Been seeing a lot of worried takes on the economy lately, and honestly, the data backs up some of those concerns. Recent surveys show a majority of Americans are pretty pessimistic about where things are heading, with a good chunk expecting conditions to get worse over the next year.



Now, I'm not here to doom-post about an inevitable crash, but there are some interesting signals worth paying attention to if you're managing a portfolio. Two major indicators are flashing yellow lights right now.

First up is the Shiller CAPE ratio on the S&P 500. This metric looks at price-to-earnings over a 10-year period adjusted for inflation, and it's basically a way to see if stocks are trading at reasonable prices or if things are getting frothy. Right now it's sitting around 40, which is wild when you think about it. That's the highest we've seen since the dot-com bubble burst over two decades ago. Historically, when this ratio peaks like this, you tend to see pullbacks follow. We saw it spike right before the 2022 downturn too.

Then there's the Buffett indicator, which looks at total U.S. market cap versus GDP. Warren Buffett himself has said when this hits around 200%, you're basically playing with fire.
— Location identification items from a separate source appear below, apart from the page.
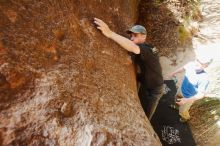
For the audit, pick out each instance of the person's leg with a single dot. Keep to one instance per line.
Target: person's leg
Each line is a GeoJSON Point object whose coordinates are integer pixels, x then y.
{"type": "Point", "coordinates": [150, 99]}
{"type": "Point", "coordinates": [153, 100]}
{"type": "Point", "coordinates": [178, 95]}
{"type": "Point", "coordinates": [143, 93]}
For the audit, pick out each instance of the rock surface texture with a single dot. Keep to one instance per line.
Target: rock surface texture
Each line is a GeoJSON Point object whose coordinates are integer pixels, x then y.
{"type": "Point", "coordinates": [62, 82]}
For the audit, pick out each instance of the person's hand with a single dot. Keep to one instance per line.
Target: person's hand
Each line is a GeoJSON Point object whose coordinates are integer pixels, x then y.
{"type": "Point", "coordinates": [181, 101]}
{"type": "Point", "coordinates": [103, 27]}
{"type": "Point", "coordinates": [169, 76]}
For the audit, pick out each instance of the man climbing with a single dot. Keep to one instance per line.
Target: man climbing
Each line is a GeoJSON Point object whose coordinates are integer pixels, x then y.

It's currently hovering around 219%. That's actually higher than where it was in late 2021 before the market took a hit.

Here's the thing though: these indicators don't tell you when something will happen. The market could keep grinding higher for months, or a correction could come sooner. That uncertainty is exactly why positioning matters.

The smartest move right now? Focus on quality. If you're holding solid companies with strong fundamentals, you'll have a much easier time weathering whatever comes next. Those businesses tend to hold up better when volatility spikes, and you'll be positioned to benefit when the market eventually rebounds.

Bottom line: market crashes are part of the cycle. The key is making sure your portfolio is built to survive them and come out stronger on the other side.